Het uitgangspunt van de CRvB is dat er een goede onderbouwing aanwezig dient te zijn, daar waarbij smartengeld wordt toegerekend aan het vermogen. Hiervan is alleen sprake indien het ontvangen bedrag zo hoog is dat dit niet meer verantwoord is met het oog op de uitgangspunten van de PW.

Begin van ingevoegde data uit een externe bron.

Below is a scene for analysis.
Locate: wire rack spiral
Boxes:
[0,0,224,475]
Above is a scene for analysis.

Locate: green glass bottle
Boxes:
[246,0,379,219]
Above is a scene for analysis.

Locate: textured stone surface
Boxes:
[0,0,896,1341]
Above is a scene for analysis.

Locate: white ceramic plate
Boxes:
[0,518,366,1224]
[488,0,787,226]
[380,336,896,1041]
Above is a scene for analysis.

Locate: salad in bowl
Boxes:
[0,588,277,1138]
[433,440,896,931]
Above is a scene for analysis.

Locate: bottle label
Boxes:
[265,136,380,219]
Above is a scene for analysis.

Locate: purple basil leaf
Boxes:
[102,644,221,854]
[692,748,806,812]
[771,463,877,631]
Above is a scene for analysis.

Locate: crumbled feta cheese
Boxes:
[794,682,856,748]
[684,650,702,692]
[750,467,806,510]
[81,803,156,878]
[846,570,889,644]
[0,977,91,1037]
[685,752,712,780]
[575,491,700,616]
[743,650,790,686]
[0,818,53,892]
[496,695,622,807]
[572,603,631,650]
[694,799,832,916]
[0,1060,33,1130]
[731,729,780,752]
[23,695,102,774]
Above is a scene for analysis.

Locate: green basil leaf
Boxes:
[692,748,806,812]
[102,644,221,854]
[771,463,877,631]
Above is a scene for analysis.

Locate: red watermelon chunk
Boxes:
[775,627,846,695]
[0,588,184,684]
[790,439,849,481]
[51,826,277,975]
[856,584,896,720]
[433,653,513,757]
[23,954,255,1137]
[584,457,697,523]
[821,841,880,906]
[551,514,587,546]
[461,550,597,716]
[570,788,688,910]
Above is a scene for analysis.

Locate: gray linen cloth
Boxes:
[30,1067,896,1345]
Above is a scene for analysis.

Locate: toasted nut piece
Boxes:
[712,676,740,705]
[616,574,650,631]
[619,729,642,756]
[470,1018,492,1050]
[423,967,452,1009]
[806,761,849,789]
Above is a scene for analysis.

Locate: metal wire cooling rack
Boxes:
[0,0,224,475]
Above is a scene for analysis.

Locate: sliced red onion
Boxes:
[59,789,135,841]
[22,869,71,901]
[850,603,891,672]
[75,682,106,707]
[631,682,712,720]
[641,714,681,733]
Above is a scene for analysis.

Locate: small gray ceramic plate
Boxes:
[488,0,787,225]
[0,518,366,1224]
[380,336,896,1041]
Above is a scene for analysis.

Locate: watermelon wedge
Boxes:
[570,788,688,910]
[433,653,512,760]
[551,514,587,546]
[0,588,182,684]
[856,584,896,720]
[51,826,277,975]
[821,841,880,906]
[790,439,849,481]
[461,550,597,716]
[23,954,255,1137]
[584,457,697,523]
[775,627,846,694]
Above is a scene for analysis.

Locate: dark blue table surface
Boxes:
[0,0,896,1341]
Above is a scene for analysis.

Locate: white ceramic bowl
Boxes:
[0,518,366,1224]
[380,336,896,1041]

Nu een dergelijke vergoeding verstrekt wordt voor de rest van het leven, dient de hoogte te worden afgezet tegen de levensverwachting. Leeft iemand gemiddeld nog 50 jaar na de ontvangst, dan moet het bedrag ook tegen deze verwachting naar maand worden bezien. Als iemand nog gemiddeld vijftig jaar te leven heeft, en het smartengeld bedraagt € 50.000,-, dan gaat het om een maandelijks bedrag van € 83,33. De CRvB heeft in deze geoordeeld dat een bedrag van € 125,00 niet onverantwoord is in het kader van bijstandsverlening. Het smartengeld blijft in deze zaak dan ook buiten de vermogensvaststelling.
De gemeente Rotterdam heeft hierop haar beleid aangepast en stelt dat wanneer de hoogte van het smartengeld omgerekend minder is dan twintig procent van de geldende norm, dit niet gezien wordt als vermogen.